The release characteristic of active component in table 1 different dosage form
Embodiment 2
Prescription:
| Pseudoephedrine hydrochloride | 60g |
| Dextromethorphan hydrobromide | 15g |
| Chlorphenamine maleate | 2g |
| Cellulose acetate | 20g |
| Hydroxypropyl methylcellulose E5 | 55g |
| Lactose | 65g |
| 10% 30 POVIDONE K 30 BP/USP 30Aqueous solution | In right amount |
| Pulvis Talci | In right amount |
The coating prescription:
| Chlorphenamine maleate | 2g |
| Opadry II | 10g |
| Pure water | An amount of to dissolving fully |
Make 1000 (sheets)
Preparation method 1:
(1) particulate preparation cellulose acetate, hydroxypropyl methylcellulose E5, lactose, cross 80 mesh sieves respectively,, add pseudoephedrine hydrochloride, dextromethorphan hydrobromide, the chlorphenamine maleate of recipe quantity again with the abundant mixing of equivalent incremental method, make its mix homogeneously, with 10% 30 POVIDONE K 30 BP/USP
30Aqueous solution is a binding agent system soft material, 20 mesh sieve system wet granulars, and 60 ℃ of dryings, 20 mesh sieve granulate, standby.
(2) preparation of coating solution adds to chlorphenamine maleate, Opadry in the pure water, and adds pure water to 100ml, stirs 0.5 hour, and is standby.
(3) get (1) granule and carry out coating, obtain coated granule.
(4) in (3) gained granule, add an amount of Pulvis Talci, mix homogeneously, tabletting promptly gets tablet I.

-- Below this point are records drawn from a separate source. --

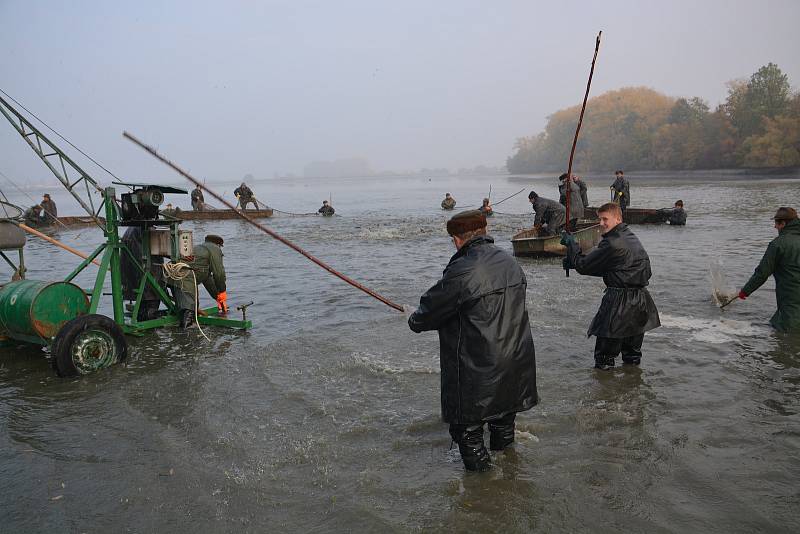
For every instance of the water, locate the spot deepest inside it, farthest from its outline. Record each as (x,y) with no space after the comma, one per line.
(325,416)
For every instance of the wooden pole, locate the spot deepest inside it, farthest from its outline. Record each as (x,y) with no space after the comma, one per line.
(57,243)
(568,181)
(263,228)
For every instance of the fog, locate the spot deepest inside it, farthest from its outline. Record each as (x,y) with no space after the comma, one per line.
(266,88)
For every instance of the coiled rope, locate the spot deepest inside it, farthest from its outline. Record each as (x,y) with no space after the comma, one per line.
(179,271)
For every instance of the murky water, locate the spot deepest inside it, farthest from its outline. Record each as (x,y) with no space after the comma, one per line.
(325,416)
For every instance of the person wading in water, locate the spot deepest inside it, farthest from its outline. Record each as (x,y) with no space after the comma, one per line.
(627,310)
(486,349)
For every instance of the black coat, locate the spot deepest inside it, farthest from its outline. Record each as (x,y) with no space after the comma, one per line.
(487,356)
(627,309)
(575,199)
(549,212)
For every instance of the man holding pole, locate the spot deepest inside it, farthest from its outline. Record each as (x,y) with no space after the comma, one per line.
(627,310)
(781,260)
(486,349)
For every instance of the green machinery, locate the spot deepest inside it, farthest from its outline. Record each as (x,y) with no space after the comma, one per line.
(63,316)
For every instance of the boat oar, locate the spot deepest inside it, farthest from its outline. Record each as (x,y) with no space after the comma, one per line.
(568,180)
(261,227)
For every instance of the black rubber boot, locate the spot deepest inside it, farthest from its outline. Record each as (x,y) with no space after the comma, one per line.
(604,363)
(501,432)
(471,446)
(187,319)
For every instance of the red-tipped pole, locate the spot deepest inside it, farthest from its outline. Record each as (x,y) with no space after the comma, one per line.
(568,181)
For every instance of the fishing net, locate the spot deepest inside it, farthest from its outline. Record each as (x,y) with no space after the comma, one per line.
(722,291)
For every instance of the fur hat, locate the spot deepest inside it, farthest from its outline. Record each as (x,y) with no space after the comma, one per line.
(785,214)
(466,221)
(217,240)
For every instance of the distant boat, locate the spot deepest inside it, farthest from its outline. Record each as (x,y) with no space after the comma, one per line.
(215,215)
(528,242)
(636,215)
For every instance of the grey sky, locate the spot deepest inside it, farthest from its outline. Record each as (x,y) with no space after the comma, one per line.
(228,88)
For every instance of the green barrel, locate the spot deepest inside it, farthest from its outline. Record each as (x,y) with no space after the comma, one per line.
(31,309)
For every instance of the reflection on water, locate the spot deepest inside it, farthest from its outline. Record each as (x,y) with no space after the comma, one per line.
(325,417)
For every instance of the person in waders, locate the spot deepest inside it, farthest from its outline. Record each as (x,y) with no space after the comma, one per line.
(487,357)
(206,262)
(781,260)
(627,310)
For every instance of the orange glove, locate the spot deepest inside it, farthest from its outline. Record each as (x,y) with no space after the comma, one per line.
(222,298)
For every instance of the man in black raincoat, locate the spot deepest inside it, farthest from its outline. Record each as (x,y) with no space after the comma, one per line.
(627,310)
(550,215)
(781,260)
(575,198)
(486,349)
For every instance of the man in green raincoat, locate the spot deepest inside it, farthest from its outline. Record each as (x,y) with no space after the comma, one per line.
(208,271)
(782,260)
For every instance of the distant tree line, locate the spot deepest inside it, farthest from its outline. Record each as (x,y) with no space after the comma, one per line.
(758,125)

(5) in (1) gained granule, add an amount of Pulvis Talci, mix homogeneously, tabletting is got (2) coating solution, is wrapped in outside the tablet, can coated tablet I.
(6) get (3) gained particle packing in the hungry area softgel shell, promptly get capsule.

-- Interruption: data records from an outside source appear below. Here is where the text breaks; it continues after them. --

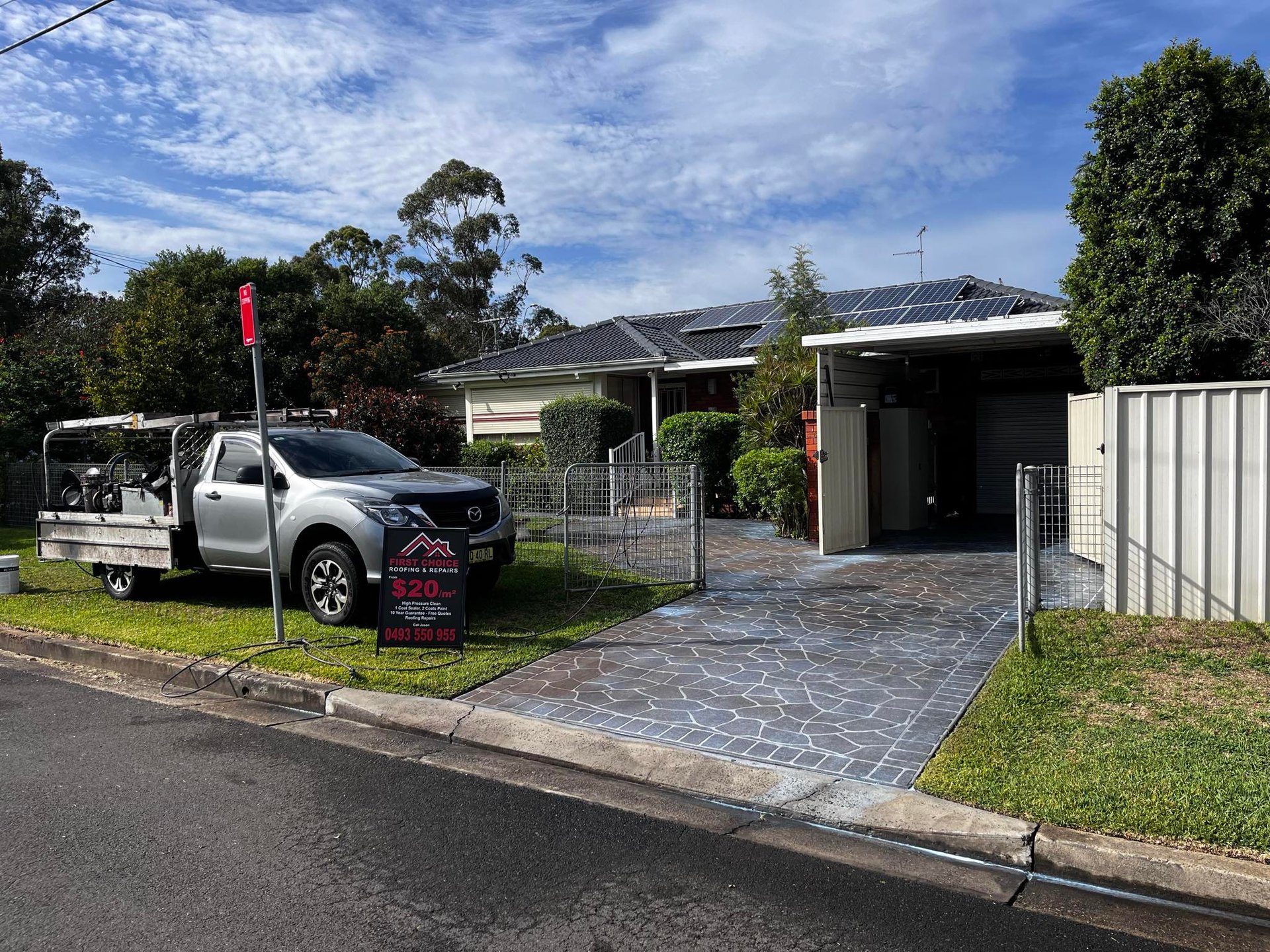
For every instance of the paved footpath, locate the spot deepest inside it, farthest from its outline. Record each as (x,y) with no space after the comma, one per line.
(132,825)
(854,664)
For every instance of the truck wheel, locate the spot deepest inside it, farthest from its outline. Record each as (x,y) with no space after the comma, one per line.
(483,578)
(332,584)
(127,582)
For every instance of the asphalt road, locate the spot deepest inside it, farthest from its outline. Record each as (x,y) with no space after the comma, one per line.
(131,825)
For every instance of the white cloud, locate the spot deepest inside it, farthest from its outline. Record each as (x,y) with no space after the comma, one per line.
(690,147)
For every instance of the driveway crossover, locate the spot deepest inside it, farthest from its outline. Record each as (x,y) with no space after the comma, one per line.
(854,664)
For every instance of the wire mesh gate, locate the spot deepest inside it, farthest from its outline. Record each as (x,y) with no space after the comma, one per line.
(1060,539)
(606,524)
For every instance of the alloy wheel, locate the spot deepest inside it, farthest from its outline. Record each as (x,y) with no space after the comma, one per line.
(328,584)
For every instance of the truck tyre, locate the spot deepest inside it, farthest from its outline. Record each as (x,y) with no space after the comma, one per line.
(127,583)
(332,584)
(483,578)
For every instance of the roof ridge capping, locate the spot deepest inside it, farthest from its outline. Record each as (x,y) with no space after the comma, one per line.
(1060,303)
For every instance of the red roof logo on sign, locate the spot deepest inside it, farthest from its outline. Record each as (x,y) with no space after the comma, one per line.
(247,310)
(431,546)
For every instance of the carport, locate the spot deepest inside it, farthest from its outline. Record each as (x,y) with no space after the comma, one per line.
(921,424)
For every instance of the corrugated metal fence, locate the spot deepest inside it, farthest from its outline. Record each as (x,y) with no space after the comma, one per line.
(1181,526)
(1187,514)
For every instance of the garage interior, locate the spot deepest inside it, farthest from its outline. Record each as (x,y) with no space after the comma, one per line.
(945,430)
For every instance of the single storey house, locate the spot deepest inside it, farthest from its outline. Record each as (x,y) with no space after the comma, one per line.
(986,366)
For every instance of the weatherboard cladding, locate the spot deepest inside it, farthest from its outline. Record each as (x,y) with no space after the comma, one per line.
(657,338)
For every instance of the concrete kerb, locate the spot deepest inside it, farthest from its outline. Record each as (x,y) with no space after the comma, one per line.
(887,814)
(154,666)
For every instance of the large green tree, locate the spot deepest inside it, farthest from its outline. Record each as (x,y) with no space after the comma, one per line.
(770,401)
(1173,206)
(470,287)
(200,288)
(44,248)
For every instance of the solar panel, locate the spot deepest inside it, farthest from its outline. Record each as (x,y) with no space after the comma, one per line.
(934,292)
(887,298)
(756,313)
(927,314)
(765,333)
(986,307)
(845,301)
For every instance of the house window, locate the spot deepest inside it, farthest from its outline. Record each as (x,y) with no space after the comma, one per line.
(671,399)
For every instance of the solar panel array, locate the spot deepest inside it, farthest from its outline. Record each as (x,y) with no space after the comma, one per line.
(842,302)
(973,310)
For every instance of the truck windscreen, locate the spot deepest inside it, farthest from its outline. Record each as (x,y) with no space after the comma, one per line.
(324,454)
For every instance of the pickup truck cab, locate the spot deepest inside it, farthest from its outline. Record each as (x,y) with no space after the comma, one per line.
(333,493)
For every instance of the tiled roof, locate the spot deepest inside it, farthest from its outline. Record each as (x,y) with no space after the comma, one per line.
(653,338)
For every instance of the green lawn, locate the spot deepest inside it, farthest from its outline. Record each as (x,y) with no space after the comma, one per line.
(196,614)
(1155,729)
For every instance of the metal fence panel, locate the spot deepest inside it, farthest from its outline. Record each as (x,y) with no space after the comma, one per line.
(1060,535)
(621,526)
(639,526)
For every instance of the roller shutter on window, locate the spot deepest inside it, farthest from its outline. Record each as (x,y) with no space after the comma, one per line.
(1011,429)
(508,411)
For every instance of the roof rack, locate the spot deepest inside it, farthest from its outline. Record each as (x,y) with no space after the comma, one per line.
(153,423)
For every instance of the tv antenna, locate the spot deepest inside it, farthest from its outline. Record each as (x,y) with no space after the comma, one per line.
(920,253)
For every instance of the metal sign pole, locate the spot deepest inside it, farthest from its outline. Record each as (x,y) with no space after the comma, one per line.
(252,338)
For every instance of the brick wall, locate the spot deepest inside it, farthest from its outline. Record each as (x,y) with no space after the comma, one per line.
(813,496)
(698,397)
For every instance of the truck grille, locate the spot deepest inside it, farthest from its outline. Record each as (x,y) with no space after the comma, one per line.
(454,516)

(7) get (3) gained granule direct packaging, promptly get granule.
Preparation method 2:
(1) cellulose acetate 10g, hydroxypropyl methylcellulose E520g, lactose 35g cross 80 mesh sieves respectively, and mix homogeneously adds pseudoephedrine hydrochloride, the chlorphenamine maleate of recipe quantity again, makes its mix homogeneously, with 10% 30 POVIDONE K 30 BP/USP
30Aqueous solution is a binding agent system soft material, 20 mesh sieve system wet granulars, and 60 ℃ of dryings, 20 mesh sieve granulate, standby.
(2) get remaining cellulose acetate in the prescription, hydroxypropyl methylcellulose E5, lactose, dextromethorphan hydrobromide mix homogeneously, standby.
(3) preparation of coating solution adds to chlorphenamine maleate, Opadry in the pure water, and adds pure water to 100ml, stirs 0.5 hour, and is standby.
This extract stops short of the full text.